I really admire him for his veteran status in the community and how many risks he takes. His work is very interactive. This cart sits in the middle of the room, and people have to come up and go through his stuff. You can’t do this in a museum, right? So imagine a museum where you could say, “Can I buy this?” And they say, “Yeah.” You don’t have to go to the museum and get the plastic version of it.
Philli Irvin is a really awesome visual artist from the Northside. He’s 19 years old, and he’s currently at Columbia College in Chicago right now. So he dropped that off weeks ago. That’s a self-portrait, and it’s just a block of wood. So impressive.
Ali Afrixa is a younger documentary photographer, just getting his work out there. He said he’s never seen his work printed, and I was surprised. So when he came in to see the exhibit and saw his work on the wall, he just stood there for 30 minutes. Like, “Is this real?” Giving artists those kinds of opportunities is one of my biggest goals being curator here. Creating the opportunity for artists to see their work come alive, and how it impacts people.
Martasia Person is a Northsider, but she has this really awesome, incredible, inspiring story. She was a troubled kid when she was younger.

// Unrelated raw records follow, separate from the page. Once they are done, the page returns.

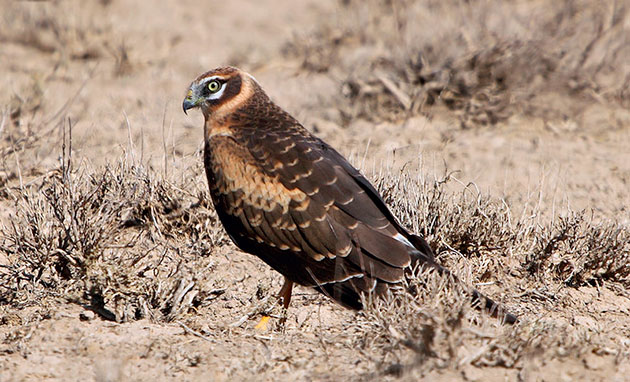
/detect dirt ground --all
[0,0,630,382]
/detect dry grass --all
[0,0,630,382]
[285,0,630,128]
[0,123,226,322]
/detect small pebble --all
[79,310,96,321]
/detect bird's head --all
[182,67,256,119]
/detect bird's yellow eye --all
[208,80,221,93]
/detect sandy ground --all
[0,0,630,382]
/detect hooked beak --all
[182,89,199,115]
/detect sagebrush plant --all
[0,150,227,321]
[285,0,630,124]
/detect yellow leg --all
[254,277,293,331]
[278,277,293,309]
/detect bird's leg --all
[256,277,293,330]
[278,277,293,310]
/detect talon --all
[254,316,271,332]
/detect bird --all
[182,66,518,323]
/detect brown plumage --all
[183,67,516,322]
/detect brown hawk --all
[183,67,516,322]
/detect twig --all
[177,321,216,343]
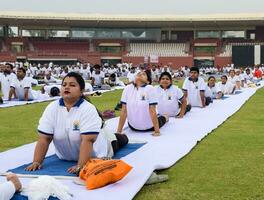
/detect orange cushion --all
[80,159,132,190]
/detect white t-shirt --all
[182,77,206,107]
[108,77,125,87]
[0,181,16,200]
[80,68,91,80]
[156,85,183,117]
[92,71,104,86]
[10,77,35,100]
[0,73,16,100]
[217,81,235,94]
[127,72,137,82]
[228,76,240,85]
[44,76,57,83]
[38,98,108,161]
[244,74,254,84]
[121,84,158,130]
[205,84,221,99]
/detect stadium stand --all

Then, she turned her life around — studied fashion in LA — and moved back here and started her brand (Bold Maniere https://www.instagram.com/boldmaniere/). She’s focused on integrating high fashion with hip-hop culture; she says it’s a mix between trap and fashion. She makes these statement pieces, and I love this [shirt] because it looks like a news article, but it’s not. It’s just people’s names listed, which is as informative as you can get. I was really impressed by her work.
PLOT are a super brand. They used to be in South Minneapolis, but now they’re in Northeast. They’re great friends of ours.
Ron Brown is an incredible — I call him a comic artist, but he draws on canvas. Really intricate, loud scenes with a lot going on.
We have jewelry by Southsider Sol. She’s an incredible artist. She makes all her jewelry by hand; buys the material; bends it. I’ve watched her do it for hours.
Kenneth Caldwell is a Northsider. His father’s also an artist. He has this Impressionist style — kind of mixes pop art with contemporary issues and motifs. These iconic images.
Imani Creates is a Northsider, too. She’s shown her work here a few times.
MMYYKK’s flag, ZULUZULUU’s masks, and Ghanaian-meets-Western clothing (supplied by Variety of Africa), and some of Musinguzi’s work round out the gallery.